Every now and again I search for web pages that contain content from my site. In many cases I find snippets that have been used from my web pages as part of larger pieces of work which is fine by me. Other times I find entire pages that are clearly plagiarized versions of mine.
Most recently, I found that a site owned by [name deleted] contained about 15 pages that have been plagiarized from my site. The usual process I follow with copyright violations is to send the site owner a few e-mails requesting that the offending material be removed. This is often effective. The next step is to post screenshots of the plagiarism to my hall of shame page [page removed as plagiarists complied with my requests].
Yet another step involves contacting the ISP to have the pages removed. This last step takes a bit of work. A typical ISP will require this list of information before acting on a page removal request:
- A physical or electronic signature of a person authorized to act on behalf of the owner of an exclusive right that is allegedly infringed.
- Identification of the copyrighted work claimed to have been infringed, or, if multiple copyrighted works at a single online site are covered by a single notification, a representative list of such works at that site.
- Identification of the material that is claimed to be infringing or to be the subject of infringing activity and that is to be removed or access to which is to be disabled, and information reasonably sufficient to permit us to locate the material.
- Information reasonably sufficient to permit us to contact the complaining party, such as an address, telephone number, and, if available, an electronic mail address at which the complaining party may be contacted.
- A statement that the complaining party has a good faith belief that use of the material in the manner complained of is not authorized by the copyright owner, it’s agent, or the law.
- A statement that the information in the notification is accurate, and under penalty of perjury, that the complaining party is authorized to act on behalf of the owner of an exclusive right that is allegedly infringed.

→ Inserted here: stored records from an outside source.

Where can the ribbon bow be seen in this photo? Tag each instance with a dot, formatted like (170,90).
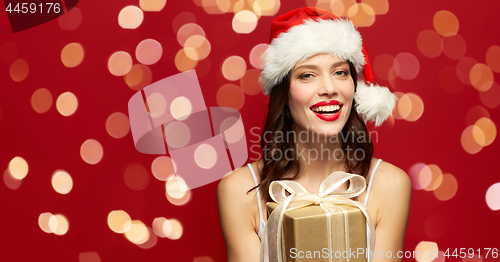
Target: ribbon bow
(328,198)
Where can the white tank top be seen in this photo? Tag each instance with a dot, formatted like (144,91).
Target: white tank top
(262,224)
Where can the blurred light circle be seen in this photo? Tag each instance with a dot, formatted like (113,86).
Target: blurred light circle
(493,58)
(449,81)
(72,55)
(429,43)
(18,168)
(138,233)
(152,5)
(130,17)
(91,151)
(487,129)
(181,108)
(117,125)
(491,97)
(445,23)
(177,134)
(493,197)
(230,95)
(163,167)
(361,15)
(250,82)
(136,177)
(71,20)
(41,100)
(119,221)
(256,55)
(425,250)
(19,70)
(454,47)
(380,7)
(66,104)
(468,142)
(205,156)
(234,68)
(244,22)
(188,30)
(62,182)
(481,77)
(176,187)
(447,189)
(138,77)
(406,66)
(62,224)
(148,51)
(43,222)
(177,229)
(120,63)
(183,62)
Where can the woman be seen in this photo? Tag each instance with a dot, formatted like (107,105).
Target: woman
(314,128)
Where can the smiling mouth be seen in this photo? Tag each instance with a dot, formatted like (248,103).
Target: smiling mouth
(326,110)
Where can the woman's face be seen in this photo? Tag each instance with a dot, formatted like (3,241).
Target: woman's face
(321,94)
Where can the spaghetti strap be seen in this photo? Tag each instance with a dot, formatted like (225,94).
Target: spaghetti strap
(371,181)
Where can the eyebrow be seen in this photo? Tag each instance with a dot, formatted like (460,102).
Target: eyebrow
(308,66)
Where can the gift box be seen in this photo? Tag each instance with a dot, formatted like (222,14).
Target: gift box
(327,226)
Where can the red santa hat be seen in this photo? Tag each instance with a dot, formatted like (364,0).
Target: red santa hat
(306,32)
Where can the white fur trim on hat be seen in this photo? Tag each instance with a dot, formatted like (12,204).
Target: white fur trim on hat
(374,103)
(338,37)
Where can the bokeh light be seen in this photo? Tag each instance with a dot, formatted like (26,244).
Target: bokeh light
(136,177)
(230,95)
(493,197)
(481,77)
(427,249)
(138,233)
(19,70)
(41,100)
(91,151)
(447,189)
(152,5)
(445,23)
(406,66)
(117,125)
(250,82)
(138,77)
(119,221)
(148,51)
(244,22)
(130,17)
(454,47)
(429,43)
(163,167)
(177,134)
(18,168)
(71,20)
(493,58)
(361,15)
(62,182)
(72,55)
(120,63)
(491,97)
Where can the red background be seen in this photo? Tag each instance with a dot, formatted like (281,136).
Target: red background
(50,141)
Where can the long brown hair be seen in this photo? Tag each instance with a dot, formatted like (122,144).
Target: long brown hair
(279,123)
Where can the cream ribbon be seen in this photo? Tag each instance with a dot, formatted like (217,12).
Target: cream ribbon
(327,199)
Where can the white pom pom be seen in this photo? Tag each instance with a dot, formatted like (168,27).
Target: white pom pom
(374,103)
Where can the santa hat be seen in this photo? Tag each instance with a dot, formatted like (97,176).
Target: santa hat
(306,32)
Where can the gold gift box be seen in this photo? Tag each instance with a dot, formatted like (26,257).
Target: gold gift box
(305,229)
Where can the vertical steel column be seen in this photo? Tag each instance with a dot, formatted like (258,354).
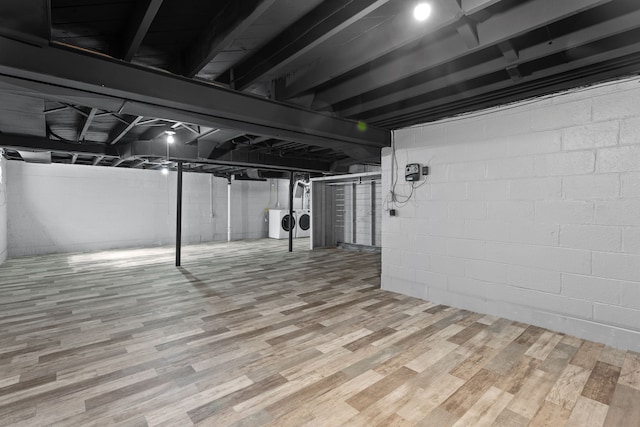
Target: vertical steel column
(229,209)
(373,212)
(354,218)
(179,216)
(291,211)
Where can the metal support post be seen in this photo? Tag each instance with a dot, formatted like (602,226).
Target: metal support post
(291,211)
(179,216)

To find copyright violations, I use a combination of Google and Copyscape. The trick with Google is to select a fairly uniquely written sentence from a web page and searching for it. You don’t want to use anything too generic or you’ll end up with a lot of matches. You can also reduce matches by surrounding the search text with quotes. This tells Google to look for an exact match.
Copyscape, on the other hand, simplifies the process by simply requiring you to enter the URL of your page. It then searches through its database for matches. It even highlights the copied text on the matched pages which makes it quite handy. A relatively small fee allows you to have your site monitored all the time with reports sent out weekly.